In the rafters, two of the oldest members of Parliament exchanged serious glances. Humans had learned Legilmancy in part after noticing owl communication. Even the mundane, non-magical owls conveyed thoughts through brief bursts of memory-exchange. Members of the elite few, the incredibly rare - if poorly named - Postal Owls, could do the same. But with longer, higher level thoughts. They had, after all, developed the practice after entire millennia of practice - finding prey frequently required complete knowledge of a region - how else could navigation in complete darkness be achieved?

The two elders turned their gaze on the lower levels. The Parliament stilled, waiting for the wisdom on high.

Suddenly, a Pocket Barn-Owl began twittering from near the door. The post of Guardian, usually unnecessary, had been required after the Not-Prey-Rat debacle, long before Macavity's time. It always went to an unassuming individual, with a loud voice. Humans never considered the hyperactive motions of the tiny ones; but if deep in debate, it was necessary to gain the Parliament's attention.

Daft-Letter-Loser had taken it a bit too far. Currently she occupied the lowest rung on the North wall. The current Guardian, Grace-Under-Storm, had a much cooler head. And all her feathers.
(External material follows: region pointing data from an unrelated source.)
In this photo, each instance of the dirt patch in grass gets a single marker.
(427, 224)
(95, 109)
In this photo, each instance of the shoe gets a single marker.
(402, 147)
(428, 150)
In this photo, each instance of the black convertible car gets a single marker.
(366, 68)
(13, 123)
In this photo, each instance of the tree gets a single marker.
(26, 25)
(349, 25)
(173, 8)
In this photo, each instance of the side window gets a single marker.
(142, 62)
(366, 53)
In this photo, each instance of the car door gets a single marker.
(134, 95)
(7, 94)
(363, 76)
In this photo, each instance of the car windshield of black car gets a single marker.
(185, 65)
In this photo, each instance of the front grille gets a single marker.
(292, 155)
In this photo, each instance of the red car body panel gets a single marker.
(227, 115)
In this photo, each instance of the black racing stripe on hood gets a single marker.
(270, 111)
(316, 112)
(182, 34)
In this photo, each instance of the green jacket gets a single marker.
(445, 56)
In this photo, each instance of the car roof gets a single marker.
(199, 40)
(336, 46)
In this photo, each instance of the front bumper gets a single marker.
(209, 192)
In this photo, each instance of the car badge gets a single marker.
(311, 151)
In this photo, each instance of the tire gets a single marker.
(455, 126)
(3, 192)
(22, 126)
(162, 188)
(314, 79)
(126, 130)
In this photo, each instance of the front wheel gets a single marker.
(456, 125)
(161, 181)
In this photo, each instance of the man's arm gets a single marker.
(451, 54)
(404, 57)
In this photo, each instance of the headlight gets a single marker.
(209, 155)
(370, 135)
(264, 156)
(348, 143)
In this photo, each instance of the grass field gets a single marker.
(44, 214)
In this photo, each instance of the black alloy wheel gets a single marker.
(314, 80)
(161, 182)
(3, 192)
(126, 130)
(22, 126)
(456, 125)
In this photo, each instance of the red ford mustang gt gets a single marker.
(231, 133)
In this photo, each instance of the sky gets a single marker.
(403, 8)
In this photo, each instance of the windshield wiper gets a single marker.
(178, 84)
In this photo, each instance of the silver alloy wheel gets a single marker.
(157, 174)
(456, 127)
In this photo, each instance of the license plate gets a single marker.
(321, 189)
The rustle of displaced air across mole-skin-soft feathers brushed against his sensitive ear-tufts. Rotating, Macavity exchanged wordless greetings with Hedwig, commonly regarded as the most intelligent owl in the Parliament. She had received many Intention Gifts, ranging from the insulting offer of a shrew (Ancient Errol possibly believing she was a great-niece in need of humour, or just misunderstanding the situation entirely) to a young fawn from Big Sven. The well-intentioned Swedish Eagle-Owl had actually brought a still-living fawn to the Owlery, but hadn't quite managed to get it inside.

Hoots and clicks of amusement had filled the rafters for nights after that, all it took was a imitated thump, and the entire row would begin chortling. Until a few days later, when Big Sven shredded a small Acromantula with his claws alone.

No one laughed at Big Sven after that.

Below, a student walked through the doors. Short, blonde hair gleamed on his head, giving the impression of a stunned rabbit, wobbling around the room's towering supports. The dark cloak, blending with the darkened room's floor, heightened the impression. There had been several close-calls, particularly with Big Sven.

Speaking of which, Macavity could feel the air displacement as the massive being take off the same perch they shared with Hedwig, flying down to the blonde-rabbit Malfoy. The boy was too weak to actually support the weight of a full-grown Eurasian Eagle Owl, leaving Big Sven to land on the nearest table. The boy squawked, eliciting interested looks from some of the less-intelligent members of society, before pulling himself upright. There was a directed profusion of haughty sounds, unnecessary when Big Sven just needed to check Young-Malfoy's eyes to understand the directives. It was fortunate for the Malfoy Scion that Big Sven was so easy-going. Most other owls would have attacked the boy's hand, pretending to think it a tasty morsel. The damage Big Sven could do would likely leave the boy in the Infirmary, or falling from an unfortunate height.

The boy left, after securing the letter. Big Sven shrugged, unfolding his truly immense wings, and took off. Circling once around Macavity and Hedwig in farewell, he exited through the Owl-Intent Floo.

Macavity settled down on the perch once more, just as Hedwig did beside him. The debate continued. As it always would. As it should be.